Published: 2:44 pm, Sun. Oct. 7th, 2018Updated: 2:42 pm
Most historical places don’t start off intending to be historical, and the grand house at 201 Richardson Ave. is no different.
Few people bothered to record much information about the house for the same reason most people don’t have much documentation on their own childhood homes. Based on stories and some small bit of paper evidence, the house was built sometime around 1903.
There is a cement slab on the property with the date 1891 stamped into it, indicating it may have been in the works even before Artesia was officially Artesia! It may have arrived by train as a kit house from Montgomery Ward. Originally, it was occupied by Austrian immigrants Rick and Ann Schuster. It remained a privately-owned home until 1924, when the widow Rose Ferson turned it into a boarding house. The boarding house remained in business until the 1980s, when it began to fall into disrepair.
The house was unsafe, falling apart, and should have been condemned and torn down long before Becky Crockett acquired it. Crockett, however, saw something that other people didn’t — a beautiful house, waiting to be restored, and she wanted to save it from demolition.
“Everyone wanted it to be restored, but no one wanted to put in the work, so I did,” Crockett said.
With the help of her contractors, she did just that. She never intended to make money on the building; she just wanted to give this great house back to the community. She took on the project against everyone’s advice, including, to some degree, her own husband. It turned out to be a much more arduous project than she intended.
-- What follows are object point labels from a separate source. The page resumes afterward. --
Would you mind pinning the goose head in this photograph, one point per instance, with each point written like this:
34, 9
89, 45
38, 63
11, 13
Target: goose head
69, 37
She kept the structure of the house identical to its former 1903 blueprints, so looking at the house now is like going back in time. The only change made to the structure of the house was the removal of a decrepit outdoor staircase for safety reasons. Anything that could be safely kept original was repaired rather than replaced.
Inside, the second story had completely collapsed into the first story. The recovered flooring was used to repair the original flooring in the other parts of the house. Scripture was written inside the walls and doorways before the sheet rock went up, left there as a blessing by Crockett. The flooring is the same as it was over a hundred years ago.
Crockett was overjoyed when the current owners, Stephanie Jones and Renee Pinson, wanted the house. They had a vision for the old house even before it was renovated. They saw a wonderful place for healing and wellness.
The current vision for the beautiful building is a wellness clinic with some fantastic ideas for a community outreach center in the back. The clinic officially opened Sept. 17 and is now taking appointments. Customers may even get to see some of the finer details of this beautiful building.
Besides being a family clinic, Renewed Wellness is one of only five certified menopause practitioners in New Mexico. It is the only one within 100 miles. They also feature a medispa, with numerous cosmetic procedures, all with the focus of health and wellness. Jones and Pinson hope to grow Renewed Wellness into a center for the community and give back everything that was put into the elegant relic of the past.
“The dream is bigger than what you see,” Pinson told me, and what I saw was gigantic.